How anxiously must those imprisoned miners have awaited their release. How their hopes would rise as the pickaxes were plied with undiminished speed.
Reader, have you learned that by reason of your sins you are in a “horrible pit,” and without strength to deliver yourself. There is but one who can rescue you: “Salvation is of the Lord.” All your efforts are vain, your exertions useless—“He alone can save you.”
We have thought of the toil of those brave Welsh miners to free their fellow-workers, and now I would have you pause and think of the toil of the Lord Jesus—that exceeding sorrow and travail through which He went to rescue the sinner: I mean the awful, untold agonies of Calvary. There, forsaken of God on account of sin—laden with that burden which He alone could bear; all this and more than tongue can tell to make a way of escape for sinners—and a way of approach to God. Hear His own words: “I am the door”—the door of escape from judgment; “I am the way”—the way to the Father.
By dint of unceasing toil those thirty-eight yards of coal were pierced, and the poor, famishing, exhausted captives freed. Great, great indeed was the joy and thankfulness at the pit’s mouth when the lost ones were safely drawn up, and many were the praises due and given to those who had rescued them.

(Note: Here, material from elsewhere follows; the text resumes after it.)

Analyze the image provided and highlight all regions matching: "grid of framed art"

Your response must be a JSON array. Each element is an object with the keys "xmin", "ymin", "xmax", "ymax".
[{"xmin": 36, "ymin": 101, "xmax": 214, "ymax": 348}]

Many are now telling, and will forever tell, with joyful tongues from glad hearts “what great things the Lord hath done.” His praise shall sound eternally, and He is worthy of it all, and more. He has done all.
Can you say with the psalmist: “He brought me up also out of an horrible pit, out of the miry clay, and set my feet upon a rock, and established my goings; and He hath put a new song in my mouth, even praise unto our God: many shall see it and fear, and shall trust in the Lord.”
“Blessed is that man that maketh the Lord his trust.”